We will probably see capex going up in next year’s TeBIT benchmark—and going up for a couple of years more. In our case, we have a transformation project that started with the core IT applications and business intelligence; it has moved on to CRM and will involve portals and so on. The goal is to put the customer more and more at the center of the company, and this, of course, has a deep impact on IT structure, organization, and cost.
The TeBIT data suggests that external head count, degree of outsourcing, and (to a lesser extent) the service model drive IT spending. What has been your experience regarding complexity drivers for your IT operating model?
In four years, we have completely changed our operating model in IT. Where we used to have a very fragmented set of suppliers, now we look to establish long-term contracts with a smaller set of providers. Where we used to directly manage all parts of the processes, today we manage contracts and projects. We have always had a lot of external resources, but now we have an end-to-end process that makes them easier to manage. We have been quite satisfied with the choice we made.
What do you see as the most important technology and investment trends for telcos in the coming years? Which IT trends do you adopt?

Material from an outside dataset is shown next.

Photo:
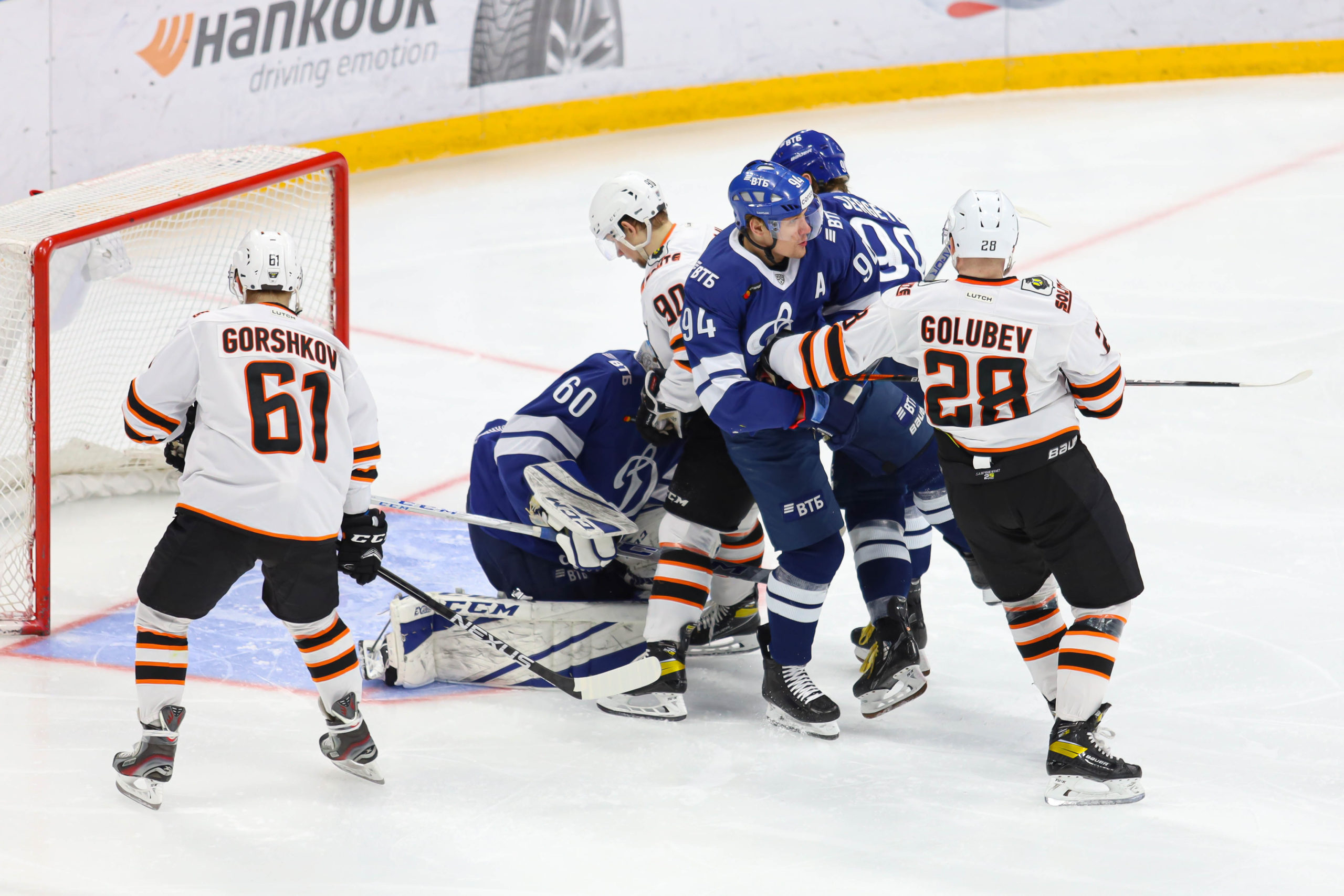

Compared with other alternative operators, Fastweb is unusual in that it has its own fib er infrastructure and a significant share of enterprise customers. We are embracing trends that let us build on this—for example, by investing in a next-generation access network. Between last year and next year, we will have invested about €400 million in ultra-broadband access development. We are also transforming Fastweb into a customer-centric company. In every mature market, the number of broadband users has been flat. It is now a substitution market. You have to keep your users and keep ARPU as high as possible, and there are two ways to do that: give users the best technical solution (such as next-generation access) and provide the best customer experience via improved CRM and new services. To that end, we are investing in the cloud and in advanced services such as security, enterprise support, and so on.
How do you align with the business to ensure that IT can deliver high business value?
Our focus is to have increased integration between the commercial business units and the technical side of the company—both IT and network. In the past, each group concentrated on its own topics. Now we try to make sure there is integration on everything, from the customer experience to the technology. For example, in IT we do not just develop what the commercial units ask for, but also try to propose new ideas that leverage the technical point of view. We do not want the business side and the technology side each optimizing separately, we want them optimizing together, because that creates a better product and better service for the customer.
How do you ensure innovation and adoption of IT trends within your organization?
The first step is to do our own homework within IT: embrace long-term partnerships with suppliers, reduce costs, and increase efficiency. Now that we have made good progress there, the next step is to turn to the market side—to do more than fulfill requirements from the business units, but also to offer recommendations leveraging the technical perspective.
How would you summarize the challenges for telcos today?
The main challenge is compensating for ARPU loss by offering new products and improving customer satisfaction. In Italy, there is also the issue of increasing broadband penetration, which lags behind much of Europe. That challenge is not unique to the consumer market. We see very low penetration within the public sector, too, and expect to see the government pushing broadband and digitization there.